Dubey then asked a followup question: "What are the interventions that have been done that have been successful? We know the zip code matters but what are success stories attached to that?"

Community outreach is key

"Social disparities in health, and health equities, are a very hot topic," said Optum's Serxner. "Community context, blue zones, all that stuff. We have a lot of information about that. For example, in Medicaid populations around maternity health, we see great success with some baby text apps. The other piece to that is social disparities in health and social isolation go together quite a bit. So, we have an index on social isolation and we know they’re at risk for many, many things. In fact, if they smoke and they’re lonely, I’d rather them get a friend than quit smoking."

Serxner said continuous outreach is key. "In this case, we go to their home; we have house calls. We do over a million house calls to people who are in social isolation, do assessments, if they need to adjust their environment we’ll help them adjust the environment. We’ll help to overcome their barriers. So not all technology to help in this case."

In this vein, Dyson mentioned SAMHSA.gov, the website for the Substance Abuse and Mental Health Services Administration, and a nurse family partnership program they offer, which focuses on high-risk, first-time pregnant women, giving them a visiting nurse that stays with them for two years.

"Peter Orszag from the Office Management and Budget swears by this thing, it gives you a seven times financial return in something like 20 years.

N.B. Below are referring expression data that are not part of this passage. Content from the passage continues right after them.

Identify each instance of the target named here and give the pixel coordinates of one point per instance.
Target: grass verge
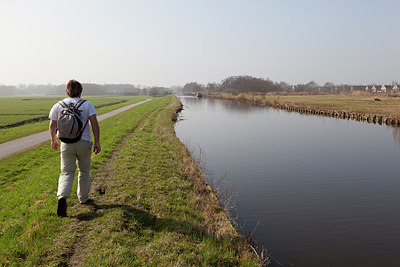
(152, 206)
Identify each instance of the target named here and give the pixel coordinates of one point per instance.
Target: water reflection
(325, 191)
(396, 135)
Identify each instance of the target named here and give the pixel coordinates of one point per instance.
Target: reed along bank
(378, 109)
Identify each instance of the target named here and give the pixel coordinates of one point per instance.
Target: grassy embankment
(349, 106)
(151, 203)
(17, 109)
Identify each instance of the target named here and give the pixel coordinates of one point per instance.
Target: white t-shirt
(87, 109)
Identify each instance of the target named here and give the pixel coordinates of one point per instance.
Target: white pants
(71, 154)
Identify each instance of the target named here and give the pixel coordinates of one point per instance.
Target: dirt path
(18, 145)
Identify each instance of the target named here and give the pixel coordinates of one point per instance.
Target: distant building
(132, 91)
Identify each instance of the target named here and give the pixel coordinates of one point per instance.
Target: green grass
(14, 105)
(154, 210)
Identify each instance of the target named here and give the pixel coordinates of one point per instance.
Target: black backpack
(69, 122)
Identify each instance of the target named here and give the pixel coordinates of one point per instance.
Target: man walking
(77, 150)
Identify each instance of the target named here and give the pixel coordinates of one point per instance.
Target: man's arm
(53, 137)
(96, 133)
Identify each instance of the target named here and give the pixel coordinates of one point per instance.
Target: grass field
(151, 204)
(16, 109)
(357, 103)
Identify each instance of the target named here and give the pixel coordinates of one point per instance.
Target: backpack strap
(80, 102)
(62, 103)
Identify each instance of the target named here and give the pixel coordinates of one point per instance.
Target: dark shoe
(62, 207)
(87, 202)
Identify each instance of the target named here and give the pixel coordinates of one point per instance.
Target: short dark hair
(74, 88)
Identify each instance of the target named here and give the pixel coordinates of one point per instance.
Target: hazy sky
(173, 42)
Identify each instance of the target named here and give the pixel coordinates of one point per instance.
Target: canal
(315, 191)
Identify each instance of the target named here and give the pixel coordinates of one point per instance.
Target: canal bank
(151, 206)
(367, 112)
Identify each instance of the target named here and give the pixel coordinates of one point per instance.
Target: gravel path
(14, 146)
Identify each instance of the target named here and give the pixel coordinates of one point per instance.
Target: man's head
(74, 88)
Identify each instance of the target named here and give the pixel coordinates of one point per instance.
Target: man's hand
(96, 148)
(55, 144)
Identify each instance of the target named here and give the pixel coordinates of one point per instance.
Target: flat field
(18, 109)
(387, 105)
(151, 204)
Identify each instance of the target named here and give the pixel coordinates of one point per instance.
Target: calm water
(323, 191)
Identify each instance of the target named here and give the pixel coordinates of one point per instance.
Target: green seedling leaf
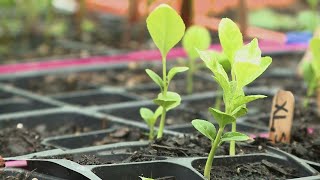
(165, 27)
(169, 101)
(222, 118)
(242, 100)
(147, 115)
(155, 77)
(205, 127)
(234, 136)
(174, 71)
(315, 50)
(157, 113)
(196, 37)
(220, 75)
(230, 38)
(240, 111)
(309, 77)
(308, 20)
(248, 63)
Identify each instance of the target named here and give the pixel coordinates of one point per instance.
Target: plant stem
(214, 147)
(218, 102)
(190, 77)
(164, 75)
(232, 151)
(162, 121)
(151, 133)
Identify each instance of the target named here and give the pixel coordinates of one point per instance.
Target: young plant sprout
(246, 65)
(196, 37)
(166, 29)
(150, 118)
(311, 70)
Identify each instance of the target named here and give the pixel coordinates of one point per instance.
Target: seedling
(246, 65)
(196, 37)
(311, 70)
(166, 29)
(150, 118)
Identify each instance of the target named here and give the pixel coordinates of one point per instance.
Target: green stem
(164, 75)
(162, 122)
(190, 77)
(233, 143)
(151, 133)
(214, 147)
(218, 102)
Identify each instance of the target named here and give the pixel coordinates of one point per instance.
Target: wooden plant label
(281, 117)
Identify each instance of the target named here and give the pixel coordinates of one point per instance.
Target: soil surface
(19, 141)
(89, 159)
(123, 134)
(304, 144)
(251, 171)
(189, 146)
(53, 84)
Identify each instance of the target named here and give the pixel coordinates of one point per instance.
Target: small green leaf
(196, 37)
(165, 27)
(220, 75)
(242, 100)
(234, 136)
(309, 76)
(246, 71)
(205, 127)
(157, 112)
(155, 77)
(315, 50)
(230, 38)
(240, 111)
(147, 115)
(169, 101)
(222, 118)
(174, 71)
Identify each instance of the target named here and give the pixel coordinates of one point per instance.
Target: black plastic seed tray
(87, 111)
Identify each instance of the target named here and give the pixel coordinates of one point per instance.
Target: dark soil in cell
(251, 171)
(304, 144)
(128, 76)
(20, 141)
(89, 159)
(15, 142)
(188, 146)
(122, 134)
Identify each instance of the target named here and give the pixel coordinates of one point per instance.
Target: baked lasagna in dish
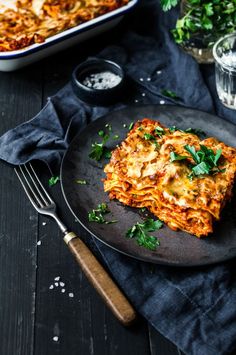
(181, 179)
(25, 22)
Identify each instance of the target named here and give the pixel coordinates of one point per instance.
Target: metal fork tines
(37, 194)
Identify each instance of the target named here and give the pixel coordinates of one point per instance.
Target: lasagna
(158, 168)
(25, 22)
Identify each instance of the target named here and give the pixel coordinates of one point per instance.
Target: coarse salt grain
(102, 81)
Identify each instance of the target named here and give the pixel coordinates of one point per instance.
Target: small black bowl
(93, 85)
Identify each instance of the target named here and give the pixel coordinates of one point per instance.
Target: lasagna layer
(25, 22)
(141, 174)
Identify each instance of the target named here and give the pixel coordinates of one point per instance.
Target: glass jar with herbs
(201, 23)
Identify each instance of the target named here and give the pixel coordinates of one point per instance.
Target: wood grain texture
(103, 283)
(20, 99)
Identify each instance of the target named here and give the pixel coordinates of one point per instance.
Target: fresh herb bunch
(140, 231)
(206, 161)
(204, 21)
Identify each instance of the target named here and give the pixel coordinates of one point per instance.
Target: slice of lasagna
(181, 179)
(26, 22)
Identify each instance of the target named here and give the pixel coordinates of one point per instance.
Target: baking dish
(10, 61)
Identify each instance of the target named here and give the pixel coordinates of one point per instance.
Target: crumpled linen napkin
(194, 308)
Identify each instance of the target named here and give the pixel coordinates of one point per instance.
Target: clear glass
(224, 52)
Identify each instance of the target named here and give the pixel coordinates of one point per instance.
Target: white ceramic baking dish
(10, 61)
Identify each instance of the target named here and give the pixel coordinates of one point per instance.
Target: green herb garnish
(168, 4)
(196, 131)
(131, 125)
(97, 215)
(206, 160)
(140, 231)
(159, 131)
(174, 157)
(205, 20)
(53, 180)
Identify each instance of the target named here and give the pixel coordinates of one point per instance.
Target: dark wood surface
(32, 314)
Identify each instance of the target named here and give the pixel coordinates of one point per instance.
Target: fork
(96, 274)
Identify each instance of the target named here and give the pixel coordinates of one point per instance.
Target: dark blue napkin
(195, 309)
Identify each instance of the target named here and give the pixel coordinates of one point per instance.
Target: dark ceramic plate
(176, 248)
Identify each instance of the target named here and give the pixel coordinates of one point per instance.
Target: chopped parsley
(131, 125)
(53, 180)
(97, 215)
(140, 231)
(206, 160)
(174, 157)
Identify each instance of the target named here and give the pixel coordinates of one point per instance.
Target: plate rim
(144, 259)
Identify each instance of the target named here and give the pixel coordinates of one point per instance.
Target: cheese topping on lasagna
(25, 22)
(141, 174)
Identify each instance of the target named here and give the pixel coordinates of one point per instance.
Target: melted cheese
(140, 174)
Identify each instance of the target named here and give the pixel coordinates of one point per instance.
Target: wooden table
(36, 316)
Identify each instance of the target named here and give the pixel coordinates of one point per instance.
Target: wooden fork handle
(101, 280)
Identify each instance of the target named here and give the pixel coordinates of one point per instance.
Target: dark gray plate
(176, 248)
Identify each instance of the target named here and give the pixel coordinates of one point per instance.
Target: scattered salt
(101, 81)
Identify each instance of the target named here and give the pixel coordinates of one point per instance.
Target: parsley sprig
(140, 231)
(203, 20)
(97, 215)
(206, 160)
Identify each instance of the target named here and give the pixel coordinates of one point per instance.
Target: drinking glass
(224, 52)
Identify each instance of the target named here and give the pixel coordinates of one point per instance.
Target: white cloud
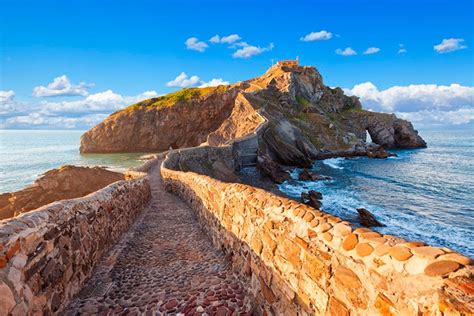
(229, 39)
(184, 81)
(7, 102)
(401, 49)
(214, 82)
(427, 103)
(62, 86)
(248, 51)
(105, 101)
(215, 39)
(449, 45)
(40, 120)
(193, 43)
(316, 36)
(371, 50)
(436, 117)
(348, 51)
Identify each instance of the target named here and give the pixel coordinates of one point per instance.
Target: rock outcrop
(66, 182)
(306, 120)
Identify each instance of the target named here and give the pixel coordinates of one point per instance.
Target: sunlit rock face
(306, 120)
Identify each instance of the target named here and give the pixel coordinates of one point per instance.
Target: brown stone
(382, 250)
(13, 250)
(427, 252)
(269, 242)
(341, 229)
(308, 217)
(350, 242)
(301, 242)
(364, 249)
(327, 236)
(314, 266)
(400, 253)
(312, 234)
(441, 267)
(267, 292)
(337, 308)
(456, 257)
(290, 251)
(324, 227)
(314, 223)
(3, 262)
(347, 277)
(256, 244)
(7, 301)
(384, 305)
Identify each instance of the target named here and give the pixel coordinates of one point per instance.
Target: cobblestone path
(165, 264)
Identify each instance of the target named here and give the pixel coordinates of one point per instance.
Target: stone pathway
(164, 265)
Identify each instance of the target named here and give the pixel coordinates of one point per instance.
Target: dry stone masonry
(296, 259)
(47, 255)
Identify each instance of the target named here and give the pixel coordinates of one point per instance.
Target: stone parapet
(296, 259)
(47, 254)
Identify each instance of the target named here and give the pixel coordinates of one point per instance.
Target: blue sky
(123, 51)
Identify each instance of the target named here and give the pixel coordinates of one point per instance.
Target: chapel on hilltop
(290, 63)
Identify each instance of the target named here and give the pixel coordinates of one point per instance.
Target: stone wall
(296, 259)
(47, 254)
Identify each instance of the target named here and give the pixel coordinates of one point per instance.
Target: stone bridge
(178, 241)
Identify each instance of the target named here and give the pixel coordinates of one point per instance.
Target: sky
(69, 64)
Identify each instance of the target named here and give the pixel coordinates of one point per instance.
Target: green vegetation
(170, 99)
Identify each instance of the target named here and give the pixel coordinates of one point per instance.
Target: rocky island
(186, 236)
(306, 120)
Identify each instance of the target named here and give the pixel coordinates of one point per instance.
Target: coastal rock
(312, 198)
(57, 184)
(380, 153)
(307, 175)
(367, 219)
(306, 120)
(272, 170)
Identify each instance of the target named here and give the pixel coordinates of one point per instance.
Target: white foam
(334, 162)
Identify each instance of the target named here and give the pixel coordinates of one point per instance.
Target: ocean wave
(334, 163)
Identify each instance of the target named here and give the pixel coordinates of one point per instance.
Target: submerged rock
(272, 170)
(312, 198)
(379, 152)
(66, 182)
(367, 219)
(307, 175)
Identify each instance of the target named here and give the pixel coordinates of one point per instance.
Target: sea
(422, 194)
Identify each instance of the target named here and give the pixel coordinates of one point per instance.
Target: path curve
(165, 264)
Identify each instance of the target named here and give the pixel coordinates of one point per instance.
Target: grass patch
(170, 99)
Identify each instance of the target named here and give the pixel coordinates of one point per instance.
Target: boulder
(272, 170)
(367, 219)
(307, 175)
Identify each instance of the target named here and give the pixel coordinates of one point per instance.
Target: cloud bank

If you’re rich and you don’t want to pay taxes, you should pay taxes for this because you’ll pay less taxes later. These kids who come out of what would be a very risky circumstance, they’re more likely to finish school, more likely to get pregnant or get someone else pregnant, less likely to get addicted, more likely to get a job. And it all goes back to that initial resilience and it really works and it makes you able to listen to the advice and pay more attention to it and so forth," she said. 

When Shah spoke, he brought it back to the original question about the importance of zip codes.   

“We recently did analysis because part of how we started the company was we actually wrote a health IQ test. We got millions of people to take it, so we actually have this data set that shows basically health literacy across the country zip code by zip code by zip code. The other day I was looking for something and so we ran this report, and we’re going to put out this infographic, and we said, ‘Hey, what’s the disparity between genders?’ And we expected the normal thing that you would see: typically lower scores in women and higher scores in men," he said. (This did not make the women in the audience very happy, and they let Shah know it.) 

"What we found was the exact opposite. So, in every single state but one, for reasons I cannot explain, basically there’s a gender gap in literacy, where the men are less literate. Except, interestingly, the poorer the state, the bigger that gap or the smaller that gap? The bigger the gap. And, so, we’re starting to be able to get, and a lot of this literacy is the foundation. Knowing isn’t going, but you can’t do what you don’t know."

Sometimes low incomes = high health literacy

Some of the other things that Health IQ has found, he noted, is that, while, normally, high income equals high health literacy and low income equals low health literacy, there are pockets all over the country where there is low income and high health literacy.

"We’re starting to try to figure out, why is that? What happened in these pockets? Is there something we can replicate to other pockets? We don’t have to just accept the normal orthodoxy of this; let’s let the data tell us, and let’s let the data help us find these contrarian things we can see. And maybe there’s an insight in that as well. Not always. Some of the ones we found were just university towns, so that didn’t teach us anything, it’s just a bunch of 22 year olds making no income but are very well educated. So that’s some of it, but we’re looking at the data in a very different way around literacy."